Kolumne

"Steigbügelhalter für Wintel"

23.01.1997

Eine Krähe hackt der anderen kein Auge aus. Für kaum ein Duo in der IT-Branche ist diese Volksweisheit so gültig wie für die Herren Gates und Grove, die mit wechselseitiger Unterstützung ihr jeweiliges Monopol Jahr für Jahr weiter ausbauen. Unbehelligt von staatlichen Eingriffen geben Intel und Microsoft die Taktzahl im Markt für Informationssysteme vor.

Wie eine Planierraupe überrollt das Gespann die gesamte Branche, und kaum jemand hat ihm etwas entgegenzusetzen. So verlieren die RISC-Architekturen von IBM, Digital, Hewlett-Packard oder Siemens-Nixdorf an Bedeutung, weil Microsoft Windows NT gar nicht oder nur widerwillig darauf laufen läßt. Diese Plattformen werden ins gehobene Marktsegment verdrängt, wo professionelle Anwender im Mission-critical-Bereich weiterhin auf Unix vertrauen - noch.
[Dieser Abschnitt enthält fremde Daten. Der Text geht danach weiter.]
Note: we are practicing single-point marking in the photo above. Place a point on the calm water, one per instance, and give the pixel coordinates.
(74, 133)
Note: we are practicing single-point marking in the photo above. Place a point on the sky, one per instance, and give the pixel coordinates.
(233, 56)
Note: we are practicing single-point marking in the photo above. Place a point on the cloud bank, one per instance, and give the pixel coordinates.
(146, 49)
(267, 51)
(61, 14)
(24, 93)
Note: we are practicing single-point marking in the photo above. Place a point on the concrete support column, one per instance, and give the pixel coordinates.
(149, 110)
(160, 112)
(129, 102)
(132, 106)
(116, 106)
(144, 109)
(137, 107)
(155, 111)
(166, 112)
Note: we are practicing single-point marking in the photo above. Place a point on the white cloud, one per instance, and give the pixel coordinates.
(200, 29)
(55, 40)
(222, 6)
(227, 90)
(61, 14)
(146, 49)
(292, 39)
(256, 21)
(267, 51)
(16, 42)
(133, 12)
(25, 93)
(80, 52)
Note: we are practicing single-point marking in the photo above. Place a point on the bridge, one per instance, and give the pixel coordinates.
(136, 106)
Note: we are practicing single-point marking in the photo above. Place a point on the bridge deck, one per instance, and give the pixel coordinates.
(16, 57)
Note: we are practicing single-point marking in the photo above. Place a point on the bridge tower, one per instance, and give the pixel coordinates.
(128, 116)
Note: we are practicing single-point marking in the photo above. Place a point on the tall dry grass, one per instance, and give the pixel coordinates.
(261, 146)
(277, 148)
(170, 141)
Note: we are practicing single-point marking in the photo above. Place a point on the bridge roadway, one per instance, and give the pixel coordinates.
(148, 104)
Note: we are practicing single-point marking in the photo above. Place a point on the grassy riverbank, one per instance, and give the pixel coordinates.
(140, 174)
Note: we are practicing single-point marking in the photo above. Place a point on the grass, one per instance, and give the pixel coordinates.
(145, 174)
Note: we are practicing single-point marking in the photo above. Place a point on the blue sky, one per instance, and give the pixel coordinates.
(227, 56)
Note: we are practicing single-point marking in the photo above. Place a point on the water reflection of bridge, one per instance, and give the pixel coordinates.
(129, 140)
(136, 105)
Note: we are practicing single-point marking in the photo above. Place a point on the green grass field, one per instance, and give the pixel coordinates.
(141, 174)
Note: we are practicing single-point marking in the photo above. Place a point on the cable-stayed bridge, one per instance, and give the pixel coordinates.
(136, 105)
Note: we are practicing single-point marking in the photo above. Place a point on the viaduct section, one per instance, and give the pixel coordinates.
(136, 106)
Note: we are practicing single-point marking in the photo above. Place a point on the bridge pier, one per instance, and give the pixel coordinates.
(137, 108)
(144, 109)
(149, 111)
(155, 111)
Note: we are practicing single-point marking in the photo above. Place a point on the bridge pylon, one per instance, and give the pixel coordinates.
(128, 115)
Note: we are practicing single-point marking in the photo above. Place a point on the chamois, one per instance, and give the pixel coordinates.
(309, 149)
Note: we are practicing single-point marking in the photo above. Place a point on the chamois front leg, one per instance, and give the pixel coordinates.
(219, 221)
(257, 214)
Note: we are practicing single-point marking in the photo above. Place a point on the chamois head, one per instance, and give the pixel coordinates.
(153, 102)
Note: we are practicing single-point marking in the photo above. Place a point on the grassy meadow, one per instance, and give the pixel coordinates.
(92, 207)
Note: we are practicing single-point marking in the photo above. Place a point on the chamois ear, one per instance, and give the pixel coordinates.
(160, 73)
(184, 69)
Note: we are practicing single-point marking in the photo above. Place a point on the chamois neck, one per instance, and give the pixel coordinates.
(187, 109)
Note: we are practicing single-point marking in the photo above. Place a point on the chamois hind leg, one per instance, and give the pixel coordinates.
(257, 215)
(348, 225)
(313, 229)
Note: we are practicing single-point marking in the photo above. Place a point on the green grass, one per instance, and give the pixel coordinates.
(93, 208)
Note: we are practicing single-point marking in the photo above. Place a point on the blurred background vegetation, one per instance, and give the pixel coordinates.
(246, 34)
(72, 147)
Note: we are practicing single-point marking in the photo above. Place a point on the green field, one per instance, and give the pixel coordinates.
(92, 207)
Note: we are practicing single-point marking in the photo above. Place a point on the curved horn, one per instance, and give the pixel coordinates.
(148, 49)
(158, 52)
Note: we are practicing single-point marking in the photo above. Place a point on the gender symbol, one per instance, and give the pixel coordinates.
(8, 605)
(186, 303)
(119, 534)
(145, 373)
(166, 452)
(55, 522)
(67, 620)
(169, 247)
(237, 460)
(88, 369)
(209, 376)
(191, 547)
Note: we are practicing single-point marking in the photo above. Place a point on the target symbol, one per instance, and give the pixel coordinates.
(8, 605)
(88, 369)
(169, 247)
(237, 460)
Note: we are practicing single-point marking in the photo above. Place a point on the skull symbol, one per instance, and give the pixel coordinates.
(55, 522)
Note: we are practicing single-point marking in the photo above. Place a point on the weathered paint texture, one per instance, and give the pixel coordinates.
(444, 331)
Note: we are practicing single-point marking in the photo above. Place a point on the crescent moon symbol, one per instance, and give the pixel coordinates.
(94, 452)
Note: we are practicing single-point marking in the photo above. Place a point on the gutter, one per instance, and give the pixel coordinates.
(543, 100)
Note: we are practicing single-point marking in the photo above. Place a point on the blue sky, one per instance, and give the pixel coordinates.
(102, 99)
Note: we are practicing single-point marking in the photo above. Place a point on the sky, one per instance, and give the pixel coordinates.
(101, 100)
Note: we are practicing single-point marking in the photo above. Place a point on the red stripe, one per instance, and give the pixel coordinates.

Für jedermann erkennbar bauen Intel und Microsoft ihre Marktanteile aus, indem sie mit hohem Tempo aus dem Desktop-Geschäft in den Markt für leistungsstarke Server-Systeme hineingaloppieren. Die Reaktion der etablierten IT-Unternehmen: Sie halten brav den Steigbügel und bieten Pentium- oder Pentium-Pro-Server unter Windows NT an.

Wer an freiem Wettbewerb und Marktwirtschaft interessiert ist, muß stirnrunzelnd zur Kenntnis nehmen: Von IBM über Hewlett-Packard bis hin zu Digital und NCR - eine ganze Riege von Traditionsanbietern läuft dem Wintel-Duo hinterher. Geschäftspolitik reduziert sich darauf, möglichst früh die Signale aus Redmond oder Santa Clara zu erkennen. Vorteile sollen errungen werden, indem man nach dem Vorbild von Compaq oder SAP ein sehr enges Verhältnis zu dem Gespann pflegt.

Wer gedacht hätte, der Internet-Boom könnte der Wintel-Allianz einen Streich spielen, der hat nicht mit dem Opportunismus der auf schnelle Erfolge zielenden Branche gerechnet. Anstatt der Opposition beizutreten und die Monopolsituation zu entschärfen, warteten die meisten Anbieter ab, bis Microsoft in der Lage war, mit geballter Finanzkraft den großen Rückstand in diesem Business zumindest teilweise wettzumachen. So bleibt es wohl dabei, daß allein Sun Microsystems den Mut hat, eine eigene Hardware- und Betriebssystem-Strategie durchzuziehen - mit Erfolg übrigens.